Interesting Times: We have met the enemy and . . .

Economic and technological prowess buys you some respect, but it rarely buys you friends.

Masbirim Israel 521 (photo credit: Courtesy)
Masbirim Israel 521
(photo credit: Courtesy)
You might easily miss it as you’re rushing to your plane at Ben- Gurion Airport. Right by the gate where the ticket agent checks your passport and boarding pass is a display stand containing a multilingual assortment of pocket-sized brochures called Masbirim Israel – a guide produced by the Public Diplomacy and Diaspora Affairs Ministry that offers people leaving the country some tips on how to present Israel in a positive light.
In its own way, the booklet doesn’t do a bad job. True, the cover relates back to a theater-of-the-absurd campaign the ministry has been running that seeks to break the stereotype of Israel as technologically backward (we ride on camels, our homes don’t have electricity), accusations even our worst enemies have never made. But in the brochure’s favor, it does give a reasonable guide about how to talk to people (listen to them, make eye contact, employ personal stories) and avoids the traditional hasbara (public diplomacy) boilerplate on history and politics to focus on Israel’s many accomplishments in science, technology and humanitarian efforts.

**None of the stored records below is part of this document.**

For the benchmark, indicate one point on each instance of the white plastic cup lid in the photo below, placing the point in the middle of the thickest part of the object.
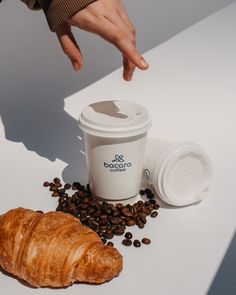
(115, 119)
(181, 173)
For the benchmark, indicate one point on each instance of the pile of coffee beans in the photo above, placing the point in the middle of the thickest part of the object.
(106, 219)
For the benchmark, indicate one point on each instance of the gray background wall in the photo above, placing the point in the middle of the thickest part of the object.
(35, 76)
(30, 52)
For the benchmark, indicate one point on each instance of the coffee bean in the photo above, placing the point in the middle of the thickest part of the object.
(53, 188)
(156, 206)
(142, 192)
(67, 186)
(119, 206)
(83, 215)
(55, 194)
(150, 196)
(137, 243)
(46, 184)
(127, 242)
(128, 235)
(154, 214)
(115, 220)
(57, 180)
(103, 240)
(146, 241)
(108, 235)
(127, 212)
(104, 218)
(130, 222)
(143, 218)
(148, 191)
(119, 232)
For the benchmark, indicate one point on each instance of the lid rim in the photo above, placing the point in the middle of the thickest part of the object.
(93, 123)
(160, 175)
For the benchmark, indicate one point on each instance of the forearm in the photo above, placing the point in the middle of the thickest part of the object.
(58, 11)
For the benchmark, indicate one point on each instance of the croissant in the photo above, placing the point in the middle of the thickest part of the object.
(54, 250)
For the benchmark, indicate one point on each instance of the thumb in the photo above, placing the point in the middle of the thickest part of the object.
(69, 45)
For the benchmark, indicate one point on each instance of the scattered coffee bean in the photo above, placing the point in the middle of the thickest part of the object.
(128, 235)
(55, 194)
(146, 241)
(150, 196)
(46, 184)
(130, 222)
(106, 219)
(154, 214)
(137, 243)
(148, 191)
(67, 186)
(104, 240)
(142, 192)
(127, 242)
(57, 180)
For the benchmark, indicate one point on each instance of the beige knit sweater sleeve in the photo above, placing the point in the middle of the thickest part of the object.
(58, 11)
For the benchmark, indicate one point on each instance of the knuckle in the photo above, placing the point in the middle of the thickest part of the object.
(133, 30)
(119, 36)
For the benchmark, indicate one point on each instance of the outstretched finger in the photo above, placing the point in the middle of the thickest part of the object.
(70, 46)
(128, 70)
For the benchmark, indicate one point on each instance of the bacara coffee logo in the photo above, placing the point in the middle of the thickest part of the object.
(118, 164)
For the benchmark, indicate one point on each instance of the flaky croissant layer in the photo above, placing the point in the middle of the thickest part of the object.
(54, 249)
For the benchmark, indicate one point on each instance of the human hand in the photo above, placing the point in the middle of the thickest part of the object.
(108, 19)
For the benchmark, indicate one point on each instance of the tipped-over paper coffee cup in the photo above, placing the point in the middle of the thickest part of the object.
(115, 138)
(179, 172)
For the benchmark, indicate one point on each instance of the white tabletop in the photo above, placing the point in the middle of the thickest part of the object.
(190, 91)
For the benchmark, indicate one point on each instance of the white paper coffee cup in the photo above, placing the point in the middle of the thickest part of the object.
(179, 172)
(115, 138)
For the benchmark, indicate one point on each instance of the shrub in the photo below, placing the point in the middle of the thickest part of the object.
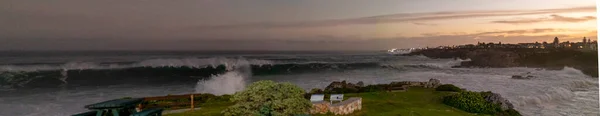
(316, 91)
(471, 102)
(268, 98)
(448, 87)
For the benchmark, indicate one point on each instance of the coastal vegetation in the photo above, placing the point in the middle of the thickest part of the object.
(266, 97)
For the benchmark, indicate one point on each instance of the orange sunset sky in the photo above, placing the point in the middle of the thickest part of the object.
(287, 24)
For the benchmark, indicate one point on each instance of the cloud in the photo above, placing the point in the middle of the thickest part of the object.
(425, 24)
(552, 18)
(405, 17)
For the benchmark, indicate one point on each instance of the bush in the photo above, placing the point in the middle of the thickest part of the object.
(471, 102)
(448, 87)
(316, 91)
(268, 98)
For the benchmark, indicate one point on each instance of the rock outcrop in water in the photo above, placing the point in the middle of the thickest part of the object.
(433, 83)
(498, 99)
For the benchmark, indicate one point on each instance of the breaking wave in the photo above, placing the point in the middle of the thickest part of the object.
(153, 71)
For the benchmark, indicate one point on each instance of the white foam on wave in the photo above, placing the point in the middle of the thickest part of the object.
(551, 93)
(425, 61)
(232, 81)
(184, 62)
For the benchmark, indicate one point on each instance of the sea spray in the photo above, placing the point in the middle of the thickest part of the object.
(232, 81)
(227, 83)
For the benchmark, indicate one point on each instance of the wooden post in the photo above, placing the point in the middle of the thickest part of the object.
(192, 100)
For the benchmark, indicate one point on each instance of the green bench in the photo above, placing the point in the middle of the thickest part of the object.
(119, 107)
(149, 112)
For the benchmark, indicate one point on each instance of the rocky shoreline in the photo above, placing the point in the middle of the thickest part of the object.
(551, 59)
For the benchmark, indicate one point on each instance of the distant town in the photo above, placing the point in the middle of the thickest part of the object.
(585, 44)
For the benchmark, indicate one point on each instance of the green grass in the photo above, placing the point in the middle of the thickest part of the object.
(414, 102)
(207, 109)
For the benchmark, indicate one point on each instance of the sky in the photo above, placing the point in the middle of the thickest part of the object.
(287, 24)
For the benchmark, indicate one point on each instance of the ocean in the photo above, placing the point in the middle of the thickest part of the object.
(61, 83)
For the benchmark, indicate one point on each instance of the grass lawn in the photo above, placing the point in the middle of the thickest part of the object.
(207, 109)
(414, 102)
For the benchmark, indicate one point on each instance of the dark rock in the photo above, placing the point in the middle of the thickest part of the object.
(522, 77)
(341, 87)
(333, 85)
(360, 84)
(498, 99)
(433, 83)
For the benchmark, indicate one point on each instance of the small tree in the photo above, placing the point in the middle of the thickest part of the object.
(267, 98)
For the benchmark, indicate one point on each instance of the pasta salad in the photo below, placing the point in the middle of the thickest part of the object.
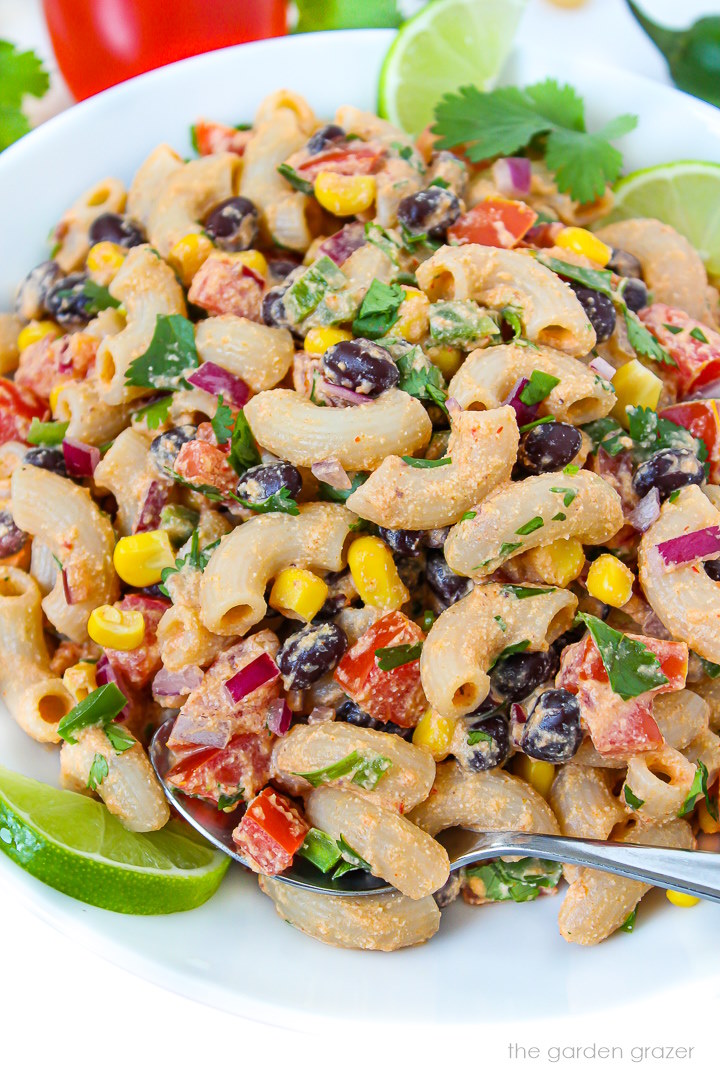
(396, 485)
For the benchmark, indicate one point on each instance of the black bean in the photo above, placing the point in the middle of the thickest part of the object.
(310, 653)
(46, 457)
(599, 309)
(116, 228)
(324, 137)
(488, 743)
(32, 291)
(233, 224)
(548, 447)
(361, 365)
(261, 482)
(625, 265)
(447, 585)
(635, 294)
(518, 675)
(553, 731)
(711, 567)
(164, 448)
(67, 301)
(350, 713)
(667, 470)
(403, 541)
(12, 539)
(431, 212)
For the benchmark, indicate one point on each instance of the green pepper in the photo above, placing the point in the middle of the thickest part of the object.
(692, 55)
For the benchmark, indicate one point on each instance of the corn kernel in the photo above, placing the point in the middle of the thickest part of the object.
(412, 316)
(80, 679)
(557, 563)
(539, 774)
(611, 581)
(447, 359)
(298, 594)
(635, 385)
(681, 899)
(36, 332)
(254, 260)
(112, 629)
(187, 256)
(105, 259)
(344, 196)
(434, 732)
(321, 338)
(584, 243)
(376, 575)
(139, 559)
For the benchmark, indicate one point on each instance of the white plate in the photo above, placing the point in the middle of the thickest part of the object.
(494, 963)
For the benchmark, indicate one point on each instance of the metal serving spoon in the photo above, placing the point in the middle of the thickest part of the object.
(696, 873)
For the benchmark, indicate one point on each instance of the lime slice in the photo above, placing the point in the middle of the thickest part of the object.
(75, 845)
(684, 194)
(449, 43)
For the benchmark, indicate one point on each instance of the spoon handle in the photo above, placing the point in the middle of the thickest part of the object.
(696, 873)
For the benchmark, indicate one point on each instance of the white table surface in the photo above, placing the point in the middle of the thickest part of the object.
(65, 1012)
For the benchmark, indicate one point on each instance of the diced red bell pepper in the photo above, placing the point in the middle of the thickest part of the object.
(211, 772)
(211, 137)
(494, 223)
(393, 697)
(619, 727)
(353, 160)
(18, 405)
(697, 360)
(702, 420)
(272, 829)
(138, 666)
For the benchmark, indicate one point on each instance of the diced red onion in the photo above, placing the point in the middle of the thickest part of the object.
(257, 673)
(341, 393)
(703, 543)
(602, 368)
(218, 380)
(106, 673)
(524, 413)
(321, 714)
(513, 175)
(331, 472)
(342, 244)
(647, 511)
(155, 497)
(81, 459)
(173, 684)
(279, 717)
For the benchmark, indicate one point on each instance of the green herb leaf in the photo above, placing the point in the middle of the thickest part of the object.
(243, 451)
(378, 310)
(632, 667)
(46, 433)
(425, 462)
(295, 179)
(538, 388)
(397, 656)
(221, 422)
(171, 353)
(531, 526)
(99, 706)
(632, 798)
(155, 413)
(98, 771)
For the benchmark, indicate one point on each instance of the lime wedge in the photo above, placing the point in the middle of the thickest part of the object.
(449, 43)
(75, 845)
(684, 194)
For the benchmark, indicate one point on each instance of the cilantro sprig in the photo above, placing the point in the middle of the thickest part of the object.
(545, 116)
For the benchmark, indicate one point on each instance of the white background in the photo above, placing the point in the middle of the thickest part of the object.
(66, 1012)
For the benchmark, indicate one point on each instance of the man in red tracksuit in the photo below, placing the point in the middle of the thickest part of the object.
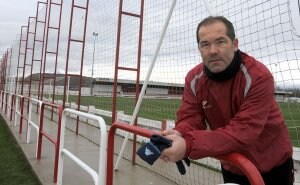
(228, 105)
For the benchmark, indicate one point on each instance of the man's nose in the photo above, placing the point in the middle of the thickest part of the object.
(213, 49)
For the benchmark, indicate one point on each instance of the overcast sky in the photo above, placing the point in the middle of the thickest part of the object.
(13, 15)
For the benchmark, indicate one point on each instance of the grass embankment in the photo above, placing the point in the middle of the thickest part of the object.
(14, 167)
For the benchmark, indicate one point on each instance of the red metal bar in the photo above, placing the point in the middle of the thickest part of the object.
(20, 53)
(55, 141)
(25, 57)
(82, 54)
(12, 107)
(236, 159)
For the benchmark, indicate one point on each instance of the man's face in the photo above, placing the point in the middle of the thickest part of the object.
(216, 48)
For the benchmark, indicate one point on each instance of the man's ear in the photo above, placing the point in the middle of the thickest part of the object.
(236, 44)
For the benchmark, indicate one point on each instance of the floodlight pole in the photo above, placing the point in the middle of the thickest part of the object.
(95, 35)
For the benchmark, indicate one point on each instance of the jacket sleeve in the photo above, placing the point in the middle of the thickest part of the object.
(190, 115)
(244, 128)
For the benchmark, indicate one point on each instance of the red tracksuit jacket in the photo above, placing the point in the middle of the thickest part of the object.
(241, 115)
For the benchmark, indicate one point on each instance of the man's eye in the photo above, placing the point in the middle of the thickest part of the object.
(220, 42)
(204, 45)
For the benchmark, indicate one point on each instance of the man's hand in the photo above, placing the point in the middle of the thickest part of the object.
(177, 151)
(170, 132)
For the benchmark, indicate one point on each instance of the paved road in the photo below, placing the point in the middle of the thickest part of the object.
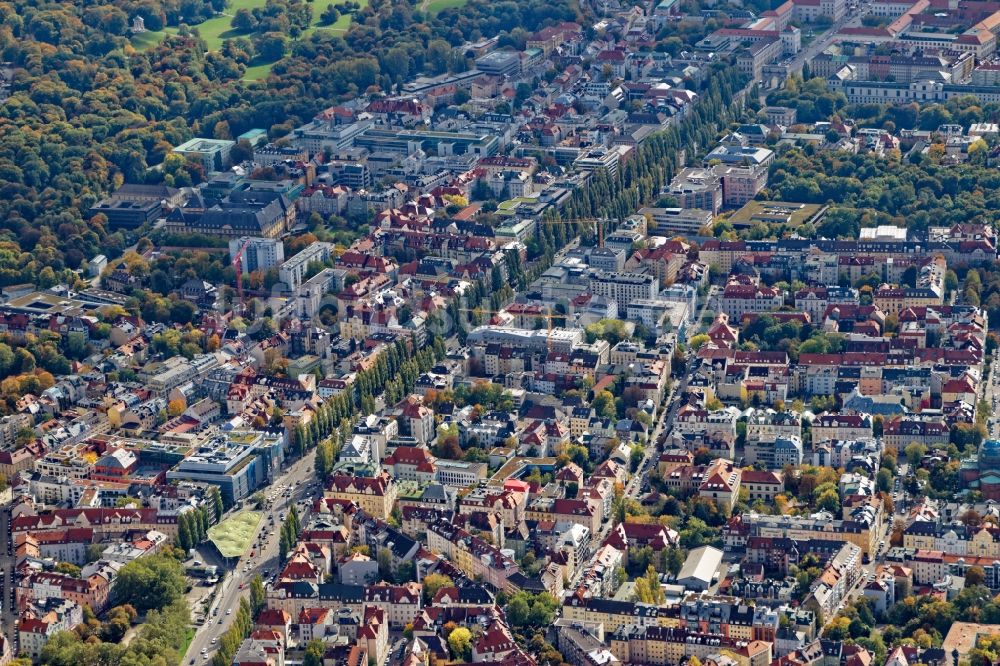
(991, 394)
(7, 617)
(822, 41)
(265, 561)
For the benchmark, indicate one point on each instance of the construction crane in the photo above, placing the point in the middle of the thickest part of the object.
(597, 222)
(238, 265)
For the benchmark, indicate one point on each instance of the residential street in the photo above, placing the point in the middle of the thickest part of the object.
(265, 562)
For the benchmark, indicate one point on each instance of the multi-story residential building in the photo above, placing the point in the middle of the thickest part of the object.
(663, 646)
(401, 603)
(93, 590)
(740, 184)
(900, 432)
(697, 188)
(814, 300)
(762, 486)
(683, 221)
(766, 424)
(775, 453)
(863, 532)
(623, 287)
(37, 625)
(826, 427)
(376, 495)
(471, 554)
(739, 299)
(258, 254)
(293, 271)
(721, 483)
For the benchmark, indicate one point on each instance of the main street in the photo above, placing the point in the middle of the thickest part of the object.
(818, 45)
(7, 618)
(235, 583)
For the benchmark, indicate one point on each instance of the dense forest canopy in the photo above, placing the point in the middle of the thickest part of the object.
(88, 111)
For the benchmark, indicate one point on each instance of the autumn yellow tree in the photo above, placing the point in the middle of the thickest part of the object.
(176, 407)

It even contains a map that shows the Gaza Strip and the West Bank as separate from Israel.
Strange that the settlers haven’t demanded the brochures be shredded and its authors sued under the anti-boycott law.
Spreading the word about how we developed the PillCam or the cherry tomato smooths out the rough edges of our global image. Yet, while economic and technological prowess buys you some respect, it rarely buys you friends. No one likes China just because it makes the world’s iPods or Germany because it builds such good cars.
Tel Aviv’s winning a gay-friendly award does a lot more – just witness how gay anti-Israel activists went into overdrive when American Airlines published the poll – because it shows Israelis as friendly and welcoming people and the country as a tolerant place. The city’s campaign to turn itself into a global center for start-up companies may help Israel’s image, too, even if the goals are economic, by creating a brand for itself as a place for entrepreneurs developing cool technology by day and partying by night.
INDEED, BY portraying Israel as a Western country that is economically advanced and politically democratic, the Masbirim brochure inadvertently plays into Israel’s biggest image problems: namely that we are considered a Western country, economically advanced and politically democratic.
It invites Israel’s centrist critics to hold us to the same standards as Canada or Ireland, not those of Egypt or Lebanon, even though the kinds of neighbors we have to deal with are, in fact, Egypt and Lebanon. To those on the Left of the political spectrum, Israel’s being Western and therefore white is not just a higher standard but an indictment – prima facie evidence that Israel is a colonial holdover that belongs in the dustbin of history along with Rhodesia and British-ruled Hong Kong.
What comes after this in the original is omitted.